Methods and Results: Percutaneous epicardial mapping and electroporation in the vicinity of coronary arteries was performed using a 4 or 8 mm Blazer catheter (Biosense Webster, CA) connected to a Nanoknife system (Angiodynamics, NY). Electroporation delivery protocol consisted of 500-3000V in 20-100 pulses of 20-100µs duration. Pre and post-electroporation coronary angiograms were performed. Changes in electrogram (EGM) were deemed consistent with ablation if there was reduced amplitude, splitting or loss of the signal.

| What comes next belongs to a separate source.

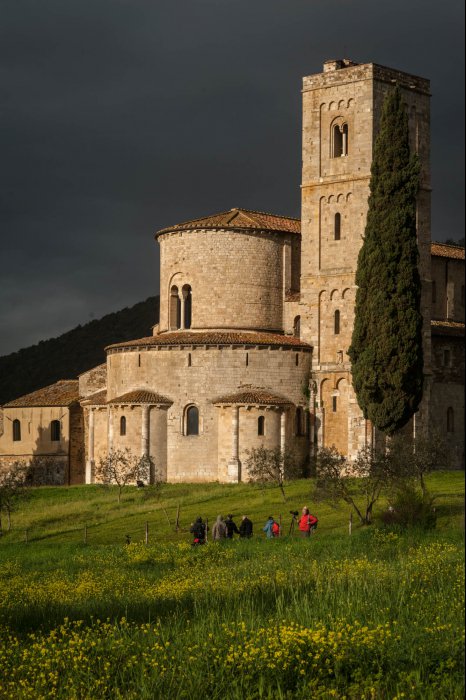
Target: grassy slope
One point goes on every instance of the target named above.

Fifteen therapies were delivered in two acute canine (27-30 kg) studies. In one therapy, catheter position changed after electroporation and, therefore, was excluded from the analysis. Of the remaining 14 therapies, EGM evidence of ablation was seen in all locations (top panel). Transient ST-segment change was seen following only one therapy. Coronary angiography pre and post electroporation showed no coronary artery stenosis (bottom panel). Atrial fibrillation occurred in 1 delivery; ventricular fibrillation and ventricular tachycardia requiring defibrillation occurred in 1 delivery each, the cause of which is undetermined. At necropsy, no gross lesions were identified.
Conclusion: Electroporation effectively ablates epicardial tissue without acute effects on coronary artery patency.